To test out 3D on the 55W900A, I turned to Hong Kong director Tsui Hark's Flying Swords of Dragon Gate. Every Hark film I'd previously seen showcased his strong visual style, so I knew he'd bring something special to the 3D format. I wasn't disappointed: Most scenes in Flying Swords contained a mix of subtle and in-your-face 3D effects. For instance, in a scene where the vigilante Zhao and his gang attack the emperor's soldiers on a ship, the soldiers' drawn swords seemed to extend out from the screen, while billowing sails in the background provided a sense of spatial depth. I didn't notice any crosstalk artifacts on the Sony with this disc, though there was a degree of flicker that after a while became tiresome. (Switching the set's Motionflow mode to Standard eliminated the flicker.) When I checked out a reference Blu-ray 3D disc, Hugo, crosstalk artifacts were also fairly minimal compared with those of other 3D TVs I've tested, though I did see faint ghosting in a few shots.

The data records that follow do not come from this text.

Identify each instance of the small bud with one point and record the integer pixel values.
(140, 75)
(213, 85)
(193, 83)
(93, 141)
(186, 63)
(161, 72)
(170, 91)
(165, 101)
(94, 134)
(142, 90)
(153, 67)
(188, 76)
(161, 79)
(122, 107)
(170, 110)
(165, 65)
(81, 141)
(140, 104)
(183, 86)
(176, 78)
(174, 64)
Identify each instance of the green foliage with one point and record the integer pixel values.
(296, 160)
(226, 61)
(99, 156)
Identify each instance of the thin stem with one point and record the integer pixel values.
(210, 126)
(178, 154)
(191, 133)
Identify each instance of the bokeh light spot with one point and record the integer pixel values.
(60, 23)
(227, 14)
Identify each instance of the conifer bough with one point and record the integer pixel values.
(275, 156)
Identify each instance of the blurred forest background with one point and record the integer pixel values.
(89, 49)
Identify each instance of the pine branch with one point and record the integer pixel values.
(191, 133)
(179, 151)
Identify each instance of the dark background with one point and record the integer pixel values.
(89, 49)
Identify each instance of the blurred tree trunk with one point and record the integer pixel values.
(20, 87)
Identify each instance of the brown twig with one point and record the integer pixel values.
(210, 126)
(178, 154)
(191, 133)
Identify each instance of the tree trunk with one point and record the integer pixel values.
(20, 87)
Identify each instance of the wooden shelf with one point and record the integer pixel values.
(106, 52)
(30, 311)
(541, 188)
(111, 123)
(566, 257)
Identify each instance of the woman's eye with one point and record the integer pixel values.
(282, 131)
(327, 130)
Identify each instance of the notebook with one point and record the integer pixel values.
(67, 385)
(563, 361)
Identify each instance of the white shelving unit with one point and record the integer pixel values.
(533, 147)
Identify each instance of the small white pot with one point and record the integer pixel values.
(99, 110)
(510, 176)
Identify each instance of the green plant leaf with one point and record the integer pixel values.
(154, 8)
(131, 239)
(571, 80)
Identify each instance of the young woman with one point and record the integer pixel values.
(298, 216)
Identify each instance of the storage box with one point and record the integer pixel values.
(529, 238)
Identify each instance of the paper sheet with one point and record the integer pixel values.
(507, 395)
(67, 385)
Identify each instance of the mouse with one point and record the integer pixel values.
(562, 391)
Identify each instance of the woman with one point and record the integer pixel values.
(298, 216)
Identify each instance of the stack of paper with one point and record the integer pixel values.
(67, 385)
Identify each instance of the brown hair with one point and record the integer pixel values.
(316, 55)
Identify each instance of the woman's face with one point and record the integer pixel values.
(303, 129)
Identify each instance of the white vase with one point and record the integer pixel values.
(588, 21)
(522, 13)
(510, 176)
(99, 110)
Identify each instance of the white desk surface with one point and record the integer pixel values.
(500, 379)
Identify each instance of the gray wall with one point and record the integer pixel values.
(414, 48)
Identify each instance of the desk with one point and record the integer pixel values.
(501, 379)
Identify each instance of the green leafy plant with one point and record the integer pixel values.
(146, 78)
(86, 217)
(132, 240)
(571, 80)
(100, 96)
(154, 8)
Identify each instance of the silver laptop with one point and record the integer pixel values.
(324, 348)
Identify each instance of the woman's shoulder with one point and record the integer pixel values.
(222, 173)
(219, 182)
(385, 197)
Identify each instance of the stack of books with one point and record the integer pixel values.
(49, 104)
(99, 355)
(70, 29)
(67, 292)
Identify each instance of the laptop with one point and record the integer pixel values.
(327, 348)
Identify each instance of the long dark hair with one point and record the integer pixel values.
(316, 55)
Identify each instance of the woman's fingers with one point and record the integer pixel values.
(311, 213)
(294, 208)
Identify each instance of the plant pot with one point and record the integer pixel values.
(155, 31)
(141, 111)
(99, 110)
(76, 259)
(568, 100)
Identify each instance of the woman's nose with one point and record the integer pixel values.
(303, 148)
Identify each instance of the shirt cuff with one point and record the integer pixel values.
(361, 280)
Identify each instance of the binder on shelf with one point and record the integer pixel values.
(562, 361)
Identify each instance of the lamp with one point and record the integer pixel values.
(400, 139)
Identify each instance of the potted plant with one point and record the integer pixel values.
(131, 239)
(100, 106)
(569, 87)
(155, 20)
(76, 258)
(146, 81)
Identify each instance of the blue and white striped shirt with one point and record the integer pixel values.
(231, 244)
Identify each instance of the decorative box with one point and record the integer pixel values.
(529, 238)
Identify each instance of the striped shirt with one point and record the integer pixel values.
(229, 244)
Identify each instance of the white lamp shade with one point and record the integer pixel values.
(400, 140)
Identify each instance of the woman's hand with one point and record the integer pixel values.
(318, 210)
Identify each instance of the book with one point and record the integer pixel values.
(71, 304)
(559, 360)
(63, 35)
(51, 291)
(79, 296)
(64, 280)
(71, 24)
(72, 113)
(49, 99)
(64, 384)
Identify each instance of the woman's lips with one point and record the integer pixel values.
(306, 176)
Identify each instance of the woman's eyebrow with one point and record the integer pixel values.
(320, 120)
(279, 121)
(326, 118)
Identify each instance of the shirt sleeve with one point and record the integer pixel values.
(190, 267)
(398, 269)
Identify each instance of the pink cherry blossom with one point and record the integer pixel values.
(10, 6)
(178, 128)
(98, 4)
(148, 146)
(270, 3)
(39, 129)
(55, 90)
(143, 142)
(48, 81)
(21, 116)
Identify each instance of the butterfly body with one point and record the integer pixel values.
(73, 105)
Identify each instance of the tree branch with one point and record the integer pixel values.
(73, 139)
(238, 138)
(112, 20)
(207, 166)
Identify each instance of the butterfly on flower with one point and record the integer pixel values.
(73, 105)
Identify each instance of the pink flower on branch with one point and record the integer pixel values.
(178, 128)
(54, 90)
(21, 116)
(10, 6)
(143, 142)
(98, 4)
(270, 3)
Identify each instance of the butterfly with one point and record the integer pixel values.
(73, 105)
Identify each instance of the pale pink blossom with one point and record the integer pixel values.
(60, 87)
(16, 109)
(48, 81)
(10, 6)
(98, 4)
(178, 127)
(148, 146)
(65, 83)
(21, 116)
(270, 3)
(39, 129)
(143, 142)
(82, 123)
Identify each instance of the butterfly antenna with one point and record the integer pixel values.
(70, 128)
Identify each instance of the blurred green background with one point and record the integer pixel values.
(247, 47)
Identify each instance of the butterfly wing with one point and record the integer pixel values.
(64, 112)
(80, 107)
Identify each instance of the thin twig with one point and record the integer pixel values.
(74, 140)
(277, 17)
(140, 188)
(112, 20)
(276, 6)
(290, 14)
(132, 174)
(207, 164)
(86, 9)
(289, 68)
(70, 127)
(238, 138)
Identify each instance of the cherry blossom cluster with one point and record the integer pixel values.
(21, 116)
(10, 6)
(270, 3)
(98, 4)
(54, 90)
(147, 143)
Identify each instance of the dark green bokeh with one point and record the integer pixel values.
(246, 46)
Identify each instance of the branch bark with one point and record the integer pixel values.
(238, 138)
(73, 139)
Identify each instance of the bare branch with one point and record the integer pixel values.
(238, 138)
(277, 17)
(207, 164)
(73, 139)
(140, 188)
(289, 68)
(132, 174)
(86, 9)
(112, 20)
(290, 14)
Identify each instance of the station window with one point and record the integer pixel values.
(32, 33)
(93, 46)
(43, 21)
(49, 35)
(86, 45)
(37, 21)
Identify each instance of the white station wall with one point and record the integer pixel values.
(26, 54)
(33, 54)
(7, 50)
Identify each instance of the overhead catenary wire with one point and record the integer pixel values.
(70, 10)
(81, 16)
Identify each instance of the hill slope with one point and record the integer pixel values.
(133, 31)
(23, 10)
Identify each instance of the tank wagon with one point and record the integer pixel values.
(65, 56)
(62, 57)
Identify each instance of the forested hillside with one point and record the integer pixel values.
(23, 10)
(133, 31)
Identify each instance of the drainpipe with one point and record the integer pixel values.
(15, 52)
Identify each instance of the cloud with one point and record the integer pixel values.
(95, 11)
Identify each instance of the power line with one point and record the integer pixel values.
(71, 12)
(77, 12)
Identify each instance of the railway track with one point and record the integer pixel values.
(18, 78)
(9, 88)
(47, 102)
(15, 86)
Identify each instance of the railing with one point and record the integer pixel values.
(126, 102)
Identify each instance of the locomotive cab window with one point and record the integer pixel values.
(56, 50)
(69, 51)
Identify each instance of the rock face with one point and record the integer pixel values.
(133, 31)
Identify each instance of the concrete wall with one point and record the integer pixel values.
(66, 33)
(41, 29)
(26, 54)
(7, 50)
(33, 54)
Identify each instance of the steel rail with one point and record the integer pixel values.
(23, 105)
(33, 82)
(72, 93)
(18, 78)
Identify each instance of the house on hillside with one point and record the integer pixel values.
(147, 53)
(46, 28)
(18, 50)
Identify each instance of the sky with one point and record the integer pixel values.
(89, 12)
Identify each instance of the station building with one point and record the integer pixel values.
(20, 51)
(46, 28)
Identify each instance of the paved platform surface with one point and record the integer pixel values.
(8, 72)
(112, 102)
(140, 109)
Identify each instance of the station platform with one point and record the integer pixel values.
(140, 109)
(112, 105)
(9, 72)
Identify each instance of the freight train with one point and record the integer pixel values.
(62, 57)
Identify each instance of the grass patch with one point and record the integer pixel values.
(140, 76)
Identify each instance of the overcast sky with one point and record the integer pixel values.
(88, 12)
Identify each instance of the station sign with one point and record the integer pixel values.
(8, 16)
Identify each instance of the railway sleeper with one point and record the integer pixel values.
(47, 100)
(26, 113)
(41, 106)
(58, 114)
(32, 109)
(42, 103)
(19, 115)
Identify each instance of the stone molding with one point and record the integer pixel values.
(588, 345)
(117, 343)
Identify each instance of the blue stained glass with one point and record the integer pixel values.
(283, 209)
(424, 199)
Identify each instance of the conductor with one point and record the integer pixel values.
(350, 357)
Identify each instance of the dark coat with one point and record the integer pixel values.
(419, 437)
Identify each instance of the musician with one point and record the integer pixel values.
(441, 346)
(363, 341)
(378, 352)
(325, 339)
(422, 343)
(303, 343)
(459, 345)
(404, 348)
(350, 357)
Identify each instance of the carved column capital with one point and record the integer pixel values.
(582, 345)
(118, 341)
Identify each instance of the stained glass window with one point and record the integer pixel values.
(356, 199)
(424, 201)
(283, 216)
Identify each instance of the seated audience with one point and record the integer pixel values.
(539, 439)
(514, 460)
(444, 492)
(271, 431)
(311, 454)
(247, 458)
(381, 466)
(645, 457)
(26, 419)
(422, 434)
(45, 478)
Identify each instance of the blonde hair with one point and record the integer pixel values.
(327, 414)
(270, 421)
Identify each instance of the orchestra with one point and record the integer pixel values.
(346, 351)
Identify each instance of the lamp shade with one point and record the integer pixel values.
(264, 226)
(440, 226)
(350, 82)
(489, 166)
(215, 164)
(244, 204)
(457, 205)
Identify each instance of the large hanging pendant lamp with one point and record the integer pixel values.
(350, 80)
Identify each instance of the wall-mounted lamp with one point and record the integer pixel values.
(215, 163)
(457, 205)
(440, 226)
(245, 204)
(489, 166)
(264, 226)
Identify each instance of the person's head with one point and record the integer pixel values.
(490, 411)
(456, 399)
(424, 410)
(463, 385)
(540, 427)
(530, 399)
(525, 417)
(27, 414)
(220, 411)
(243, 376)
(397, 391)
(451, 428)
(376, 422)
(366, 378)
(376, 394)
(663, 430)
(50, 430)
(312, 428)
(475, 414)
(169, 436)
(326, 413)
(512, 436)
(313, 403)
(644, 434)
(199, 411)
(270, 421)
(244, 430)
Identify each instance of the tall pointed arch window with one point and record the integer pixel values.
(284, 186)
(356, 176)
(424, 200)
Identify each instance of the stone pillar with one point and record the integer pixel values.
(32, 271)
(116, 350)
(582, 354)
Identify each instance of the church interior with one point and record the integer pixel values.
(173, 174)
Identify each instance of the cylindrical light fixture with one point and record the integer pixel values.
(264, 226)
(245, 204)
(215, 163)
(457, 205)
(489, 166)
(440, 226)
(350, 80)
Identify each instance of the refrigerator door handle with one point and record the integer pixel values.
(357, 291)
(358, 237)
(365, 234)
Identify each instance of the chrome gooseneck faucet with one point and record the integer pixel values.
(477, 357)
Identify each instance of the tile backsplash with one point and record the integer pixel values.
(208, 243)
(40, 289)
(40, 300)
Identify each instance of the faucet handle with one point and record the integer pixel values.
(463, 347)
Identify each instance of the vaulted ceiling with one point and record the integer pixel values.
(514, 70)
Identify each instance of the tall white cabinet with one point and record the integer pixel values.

Speaking of Motionflow, all the settings for that mode effectively reduced blur on motion test patterns, though the benefit usually came with a picture-artifact penalty. Smooth mode gave the picture a Jell-O-like wobble; Standard lent films the "video" look of daytime TV; Impulse made the image unacceptably dim. The Clear setting had the most negligible effect on picture quality, so that's the one I'd choose if you want to enhance the TV's motion-resolution capabilities.

Bottom Line

Sony's latest LCD may have more multimedia options than you'll need (the company bills the KDL-55W900A as an Internet TV), but in this case those features are accompanied by serious performance chops. Everything I watched on the TV, from reference Blu-rays and 3D movies to kids' cartoons, looked nothing short of stunning. Was the Triluminous backlight tech responsible? Hard to say for sure, but it certainly didn't hurt.

The main issue I have with the 55W900A is its price: Even at the lower $2,299 street price, it's hundreds of dollars more expensive than the 60-inch Panasonic ST60 Series plasma that we also recently reviewed and raved about. If you've got the cash and want a great-performing TV, this set is a slam-dunk. But don't say I didn't warn you that other excellent options exist, and in most cases they'll cost a good deal less.